— Пошёл ты, блядь…
Георгий выплёвывает слюнявую краюху. Жилы на лбу вспухли, как бы удар не хватил.
— Сука, я тебя найду, я тебя…
Слава снова пихает ему в рот.
— Не надо искать, я же здесь. Кушай.
— А-а-а-а!!! Сука-а-а-а! Мы-а-а…
Захлёбывается. Лишь раскроет рот — хлеб тут как тут. Плотный, душистый, ноздреватый, корка цвета киновари масляно блестит, соты на срезе источают тот самый аромат — прям как из русской литературы.

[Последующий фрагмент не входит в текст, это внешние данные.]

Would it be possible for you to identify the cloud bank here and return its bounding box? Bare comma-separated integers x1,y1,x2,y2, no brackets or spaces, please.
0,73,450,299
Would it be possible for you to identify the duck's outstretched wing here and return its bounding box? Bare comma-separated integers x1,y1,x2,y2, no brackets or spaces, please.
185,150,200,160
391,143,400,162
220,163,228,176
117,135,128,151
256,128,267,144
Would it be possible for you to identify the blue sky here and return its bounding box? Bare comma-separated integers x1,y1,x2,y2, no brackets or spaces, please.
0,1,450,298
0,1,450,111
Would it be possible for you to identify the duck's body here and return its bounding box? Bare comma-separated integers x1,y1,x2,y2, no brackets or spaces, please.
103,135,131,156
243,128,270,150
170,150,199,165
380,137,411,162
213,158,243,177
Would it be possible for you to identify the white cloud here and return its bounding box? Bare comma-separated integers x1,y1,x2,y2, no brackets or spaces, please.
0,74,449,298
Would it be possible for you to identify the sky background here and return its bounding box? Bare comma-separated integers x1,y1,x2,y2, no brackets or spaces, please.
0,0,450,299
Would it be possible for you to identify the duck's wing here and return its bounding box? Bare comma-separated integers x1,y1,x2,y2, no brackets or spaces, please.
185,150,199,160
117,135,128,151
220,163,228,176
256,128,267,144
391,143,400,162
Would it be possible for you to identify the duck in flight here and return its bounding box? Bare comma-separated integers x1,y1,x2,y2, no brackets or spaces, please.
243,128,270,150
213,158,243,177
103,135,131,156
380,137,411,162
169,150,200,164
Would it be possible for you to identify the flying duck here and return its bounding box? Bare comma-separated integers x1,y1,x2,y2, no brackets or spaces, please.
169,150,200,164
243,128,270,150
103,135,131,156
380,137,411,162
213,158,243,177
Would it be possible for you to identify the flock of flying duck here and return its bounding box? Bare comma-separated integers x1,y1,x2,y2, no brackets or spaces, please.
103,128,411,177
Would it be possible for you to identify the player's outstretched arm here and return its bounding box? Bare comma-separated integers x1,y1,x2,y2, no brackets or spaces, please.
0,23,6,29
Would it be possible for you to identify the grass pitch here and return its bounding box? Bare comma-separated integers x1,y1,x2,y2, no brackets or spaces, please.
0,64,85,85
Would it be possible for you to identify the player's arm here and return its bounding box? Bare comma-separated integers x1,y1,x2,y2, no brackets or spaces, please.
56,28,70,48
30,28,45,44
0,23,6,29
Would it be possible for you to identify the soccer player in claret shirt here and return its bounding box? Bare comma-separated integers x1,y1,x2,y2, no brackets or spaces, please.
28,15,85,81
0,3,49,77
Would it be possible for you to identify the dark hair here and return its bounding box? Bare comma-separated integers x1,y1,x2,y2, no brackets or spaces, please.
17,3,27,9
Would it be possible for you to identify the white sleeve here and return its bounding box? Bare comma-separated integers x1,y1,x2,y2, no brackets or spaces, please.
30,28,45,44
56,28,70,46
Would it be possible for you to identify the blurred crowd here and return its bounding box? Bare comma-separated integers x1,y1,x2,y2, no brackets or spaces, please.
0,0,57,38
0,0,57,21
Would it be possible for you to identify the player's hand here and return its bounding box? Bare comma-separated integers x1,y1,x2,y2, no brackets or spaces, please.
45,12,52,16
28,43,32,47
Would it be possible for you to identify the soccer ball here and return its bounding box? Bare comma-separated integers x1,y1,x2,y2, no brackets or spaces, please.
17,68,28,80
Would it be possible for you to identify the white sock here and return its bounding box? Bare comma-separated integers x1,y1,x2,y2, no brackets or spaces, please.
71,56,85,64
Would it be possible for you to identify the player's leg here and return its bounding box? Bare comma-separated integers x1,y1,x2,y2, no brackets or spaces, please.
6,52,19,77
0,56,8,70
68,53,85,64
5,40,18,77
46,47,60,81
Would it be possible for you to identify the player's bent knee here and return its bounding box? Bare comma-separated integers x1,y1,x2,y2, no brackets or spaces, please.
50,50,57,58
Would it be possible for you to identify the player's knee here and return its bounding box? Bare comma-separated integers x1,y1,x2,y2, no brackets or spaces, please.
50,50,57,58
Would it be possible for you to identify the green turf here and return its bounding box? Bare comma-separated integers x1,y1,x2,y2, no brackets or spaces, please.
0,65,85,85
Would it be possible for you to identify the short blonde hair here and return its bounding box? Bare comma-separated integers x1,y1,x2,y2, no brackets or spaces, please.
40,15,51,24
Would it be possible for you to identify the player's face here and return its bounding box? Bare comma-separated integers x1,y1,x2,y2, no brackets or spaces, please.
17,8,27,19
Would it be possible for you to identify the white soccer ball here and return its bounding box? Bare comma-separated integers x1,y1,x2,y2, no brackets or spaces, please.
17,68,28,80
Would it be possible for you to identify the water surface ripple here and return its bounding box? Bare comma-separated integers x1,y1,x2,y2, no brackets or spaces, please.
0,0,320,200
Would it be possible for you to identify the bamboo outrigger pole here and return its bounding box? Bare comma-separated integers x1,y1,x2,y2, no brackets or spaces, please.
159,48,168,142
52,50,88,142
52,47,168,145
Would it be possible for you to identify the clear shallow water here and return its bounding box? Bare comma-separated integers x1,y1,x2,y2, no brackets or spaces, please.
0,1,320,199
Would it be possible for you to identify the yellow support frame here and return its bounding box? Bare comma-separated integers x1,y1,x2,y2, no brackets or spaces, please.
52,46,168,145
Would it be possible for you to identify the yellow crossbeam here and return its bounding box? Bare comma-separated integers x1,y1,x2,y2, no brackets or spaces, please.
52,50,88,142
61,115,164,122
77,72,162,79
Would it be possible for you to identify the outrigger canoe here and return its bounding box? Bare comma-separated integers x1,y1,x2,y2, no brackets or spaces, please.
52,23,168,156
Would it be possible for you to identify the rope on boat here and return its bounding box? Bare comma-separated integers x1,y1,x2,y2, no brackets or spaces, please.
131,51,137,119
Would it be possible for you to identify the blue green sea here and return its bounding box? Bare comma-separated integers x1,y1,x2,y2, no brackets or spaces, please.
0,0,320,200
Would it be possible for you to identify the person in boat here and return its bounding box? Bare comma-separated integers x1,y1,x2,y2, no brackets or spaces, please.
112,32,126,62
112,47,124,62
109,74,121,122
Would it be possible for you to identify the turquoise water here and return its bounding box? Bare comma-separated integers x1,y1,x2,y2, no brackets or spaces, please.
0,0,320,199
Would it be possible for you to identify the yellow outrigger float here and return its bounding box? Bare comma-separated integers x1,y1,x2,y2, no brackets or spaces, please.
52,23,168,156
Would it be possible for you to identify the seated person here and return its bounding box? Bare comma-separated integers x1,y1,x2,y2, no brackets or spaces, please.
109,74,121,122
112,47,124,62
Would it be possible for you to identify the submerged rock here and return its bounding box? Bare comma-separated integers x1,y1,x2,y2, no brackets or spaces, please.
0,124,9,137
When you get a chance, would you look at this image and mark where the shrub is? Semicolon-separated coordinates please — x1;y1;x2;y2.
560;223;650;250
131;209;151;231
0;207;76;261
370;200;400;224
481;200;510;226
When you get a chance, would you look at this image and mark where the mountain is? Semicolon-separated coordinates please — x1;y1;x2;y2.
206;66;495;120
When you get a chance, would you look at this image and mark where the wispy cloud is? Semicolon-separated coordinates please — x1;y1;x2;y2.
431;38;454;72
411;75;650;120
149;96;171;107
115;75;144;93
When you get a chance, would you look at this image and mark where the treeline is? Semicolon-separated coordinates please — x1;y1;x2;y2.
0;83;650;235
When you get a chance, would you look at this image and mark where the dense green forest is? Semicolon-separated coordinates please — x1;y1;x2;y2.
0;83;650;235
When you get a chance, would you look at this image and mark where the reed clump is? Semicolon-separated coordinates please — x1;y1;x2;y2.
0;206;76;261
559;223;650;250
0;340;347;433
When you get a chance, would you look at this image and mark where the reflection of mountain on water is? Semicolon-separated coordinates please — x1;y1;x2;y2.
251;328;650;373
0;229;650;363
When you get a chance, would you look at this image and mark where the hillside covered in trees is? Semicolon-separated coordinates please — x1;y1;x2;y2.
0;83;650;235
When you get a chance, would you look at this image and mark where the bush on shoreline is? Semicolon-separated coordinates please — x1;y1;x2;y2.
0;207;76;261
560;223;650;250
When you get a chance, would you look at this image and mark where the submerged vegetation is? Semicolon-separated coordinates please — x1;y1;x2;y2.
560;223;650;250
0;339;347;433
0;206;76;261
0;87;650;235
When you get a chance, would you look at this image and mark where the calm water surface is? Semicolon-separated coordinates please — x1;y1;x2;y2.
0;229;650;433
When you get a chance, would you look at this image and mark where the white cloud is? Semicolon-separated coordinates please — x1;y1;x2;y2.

— Матушка рожь кормит всех сплошь. Ну вкусно же?
— Ммм… муа-а-а…
Левой рукой Слава упирается в макушку, правой за нижнюю челюсть и такт за тактом помогает жевать: и раз, и два, и три, джаст ю энд ми, и раз, и два, и три, из дэнсин вив ми.
— Глотай-глотай. Сейчас воды дам.
— Знаешь, как за ментов мстят?! На кишках вешают! Крюком через жопу!
— Расскажи мне про месть.
— До суда не доживёшь… Я пропустил смену, мои уже ищут…
— Пей давай.
Стискивает зубы, ни в какую. Не беда. Туже стянуть трос на лбу, зафиксировать голову. Слава берёт пластиковую воронку, кулаком вбивает в рот, губы рвутся. Георгий пытается срыгнуть воду вместе с хлебной крошкой. Чисто младенец, сразу захлёбывается. Воды-то канистра.
— Мужик, ты меня знаешь? Зачем ты? Ты чего хочешь?
— Накормить тебя хочу.
Мент сопротивляется. Слава кормит.
На второй день ослабить тросы, и Георгий повалится с кресла.